Hiérarchie de production sur un projet vidéo, qui décide quoi
Une production vidéo B2B implique entre cinq et quatorze décideurs côté studio et côté client. Sans hiérarchie claire de décision, le projet ralentit, dévie ou implose. La grille de gouvernance Pantome, qui répartit les zones de décision et désamorce les conflits avant qu’ils n’arrivent.
8 déc. 2025

La production d’une vidéo corporate B2B implique entre trois et huit personnes côté studio, et entre deux et six personnes côté client. Sans hiérarchie claire de décision, le projet ralentit, dévie, ou implose. Voici la hiérarchie standard que nous tenons chez Pantome, et les zones de décision qui appartiennent à chacun.
Du côté studio
Le producer ou chef de projet décide des arbitrages calendrier, budget, périmètre. Il est l’interlocuteur unique du client référent. Sans lui, aucun arbitrage n’est possible dans la journée.

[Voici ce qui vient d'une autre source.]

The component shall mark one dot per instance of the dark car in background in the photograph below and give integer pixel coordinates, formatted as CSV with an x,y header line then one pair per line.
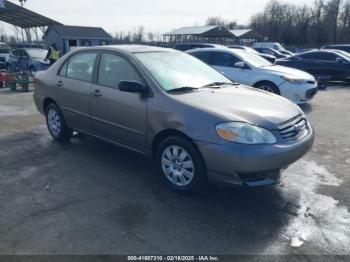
x,y
27,59
324,63
188,46
345,47
269,58
270,51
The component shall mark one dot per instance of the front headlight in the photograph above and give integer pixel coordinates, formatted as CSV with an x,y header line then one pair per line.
x,y
294,80
245,133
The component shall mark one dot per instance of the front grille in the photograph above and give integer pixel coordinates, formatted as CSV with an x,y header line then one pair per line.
x,y
294,128
310,93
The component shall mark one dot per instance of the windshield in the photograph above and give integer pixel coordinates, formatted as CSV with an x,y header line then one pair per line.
x,y
255,60
37,53
173,70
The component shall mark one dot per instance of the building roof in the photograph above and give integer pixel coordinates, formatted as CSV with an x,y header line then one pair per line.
x,y
22,17
194,30
80,32
240,32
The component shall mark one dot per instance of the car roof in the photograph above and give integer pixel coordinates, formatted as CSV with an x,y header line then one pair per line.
x,y
129,48
219,49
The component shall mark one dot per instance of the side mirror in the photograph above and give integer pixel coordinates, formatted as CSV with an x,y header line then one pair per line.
x,y
240,65
339,60
132,87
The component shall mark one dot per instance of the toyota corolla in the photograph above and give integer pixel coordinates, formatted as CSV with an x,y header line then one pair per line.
x,y
194,122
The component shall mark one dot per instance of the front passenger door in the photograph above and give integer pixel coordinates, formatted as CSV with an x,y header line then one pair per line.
x,y
73,89
116,115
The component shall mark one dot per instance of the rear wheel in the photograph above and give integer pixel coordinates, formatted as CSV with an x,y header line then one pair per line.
x,y
180,165
56,124
268,87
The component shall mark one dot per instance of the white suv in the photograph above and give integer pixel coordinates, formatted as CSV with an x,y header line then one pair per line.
x,y
250,69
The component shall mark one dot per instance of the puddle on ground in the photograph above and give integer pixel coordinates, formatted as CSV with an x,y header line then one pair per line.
x,y
318,219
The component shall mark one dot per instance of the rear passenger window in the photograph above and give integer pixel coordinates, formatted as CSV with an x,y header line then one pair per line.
x,y
114,69
81,66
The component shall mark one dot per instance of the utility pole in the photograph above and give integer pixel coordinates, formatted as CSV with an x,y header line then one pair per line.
x,y
22,2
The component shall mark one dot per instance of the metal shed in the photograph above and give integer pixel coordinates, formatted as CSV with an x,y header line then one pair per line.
x,y
246,36
213,34
71,37
26,22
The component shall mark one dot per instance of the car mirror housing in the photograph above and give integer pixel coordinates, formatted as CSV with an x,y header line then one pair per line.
x,y
132,87
240,65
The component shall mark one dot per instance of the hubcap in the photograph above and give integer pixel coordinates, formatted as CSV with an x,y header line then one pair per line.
x,y
267,89
177,165
54,122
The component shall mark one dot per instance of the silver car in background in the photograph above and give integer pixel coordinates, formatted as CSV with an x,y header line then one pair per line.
x,y
195,123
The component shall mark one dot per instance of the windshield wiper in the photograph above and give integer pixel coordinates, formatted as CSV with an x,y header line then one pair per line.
x,y
220,84
183,89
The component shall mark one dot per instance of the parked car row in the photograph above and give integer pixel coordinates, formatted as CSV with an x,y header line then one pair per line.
x,y
333,64
250,69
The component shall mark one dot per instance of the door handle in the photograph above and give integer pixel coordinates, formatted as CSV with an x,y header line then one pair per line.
x,y
59,84
96,93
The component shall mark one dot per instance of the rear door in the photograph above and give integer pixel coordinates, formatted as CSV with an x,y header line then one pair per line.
x,y
116,115
73,89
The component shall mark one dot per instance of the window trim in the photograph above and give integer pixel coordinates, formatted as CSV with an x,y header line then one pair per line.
x,y
68,60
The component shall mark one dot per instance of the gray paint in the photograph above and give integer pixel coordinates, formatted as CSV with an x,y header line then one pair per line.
x,y
195,115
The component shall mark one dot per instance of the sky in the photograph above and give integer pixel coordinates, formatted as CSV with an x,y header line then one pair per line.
x,y
158,16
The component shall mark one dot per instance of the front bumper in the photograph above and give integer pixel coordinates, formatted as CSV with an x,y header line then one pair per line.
x,y
298,94
252,165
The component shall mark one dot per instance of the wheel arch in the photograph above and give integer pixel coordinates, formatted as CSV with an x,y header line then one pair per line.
x,y
47,101
162,135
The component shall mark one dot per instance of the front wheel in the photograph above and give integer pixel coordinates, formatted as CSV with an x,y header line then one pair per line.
x,y
180,165
56,124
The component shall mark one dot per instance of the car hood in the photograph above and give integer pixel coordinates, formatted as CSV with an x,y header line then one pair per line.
x,y
289,71
243,104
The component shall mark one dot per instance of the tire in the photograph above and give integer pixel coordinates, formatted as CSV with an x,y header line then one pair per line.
x,y
56,124
268,87
180,165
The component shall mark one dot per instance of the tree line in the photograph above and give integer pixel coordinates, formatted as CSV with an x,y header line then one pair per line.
x,y
323,22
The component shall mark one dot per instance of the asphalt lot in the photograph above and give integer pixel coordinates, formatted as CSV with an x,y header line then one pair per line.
x,y
89,197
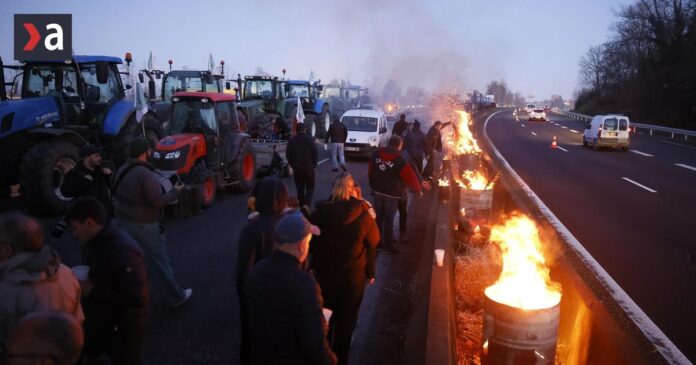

Le directeur artistique décide de la grammaire visuelle (palette, typographie, motion language) et défend ses choix devant le client. Il n’a pas autorité sur le calendrier ni sur le budget.
Le réalisateur décide du découpage, du cadrage, de la direction d’acteurs. Sur le tournage, il a autorité absolue, le producer ne le contre-mande pas.
Le monteur ou motion designer décide du rythme et du choix des prises retenues. Le directeur artistique relit, valide ou amende.
Le sound designer décide de la signature sonore. Aucun autre profil n’est habilité à challenger sur ce poste.
Du côté client
Le commanditaire final, généralement un directeur communication ou marketing, décide de la validation finale. C’est lui qui signe le brief, valide les jalons, paie les factures.
Le référent opérationnel client, généralement un chef de projet com, fait l’interface quotidienne avec le studio. Il n’a pas de pouvoir de décision finale mais il porte les positions de son équipe.
Le sponsor exécutif, généralement un membre du COMEX, valide les sujets sensibles et débloque les budgets exceptionnels. On le sollicite rarement, mais quand on le sollicite, on prépare le sujet en amont.
Les zones de friction récurrentes
Quand le COMEX challenge un choix créatif sans en discuter avec le directeur com. Le projet bloque parce que le studio n’a plus de mandat clair. Solution, formaliser dès le brief que les arbitrages créatifs ont été validés par le sponsor.
Quand le référent opérationnel client porte des positions contradictoires entre son équipe interne. Solution, demander explicitement la position consolidée signée avant traitement.
Quand le réalisateur tente de challenger un arbitrage producer sur le calendrier ou le budget. Solution, rappeler la hiérarchie en steerco, sans agressivité, mais sans céder.
Le document de gouvernance
Avant tout démarrage de production, le studio rédige un document d’une page qui liste explicitement qui décide quoi, côté client et côté studio. Il est signé par les deux parties. C’est la seule façon de désamorcer les conflits avant qu’ils ne ralentissent le projet.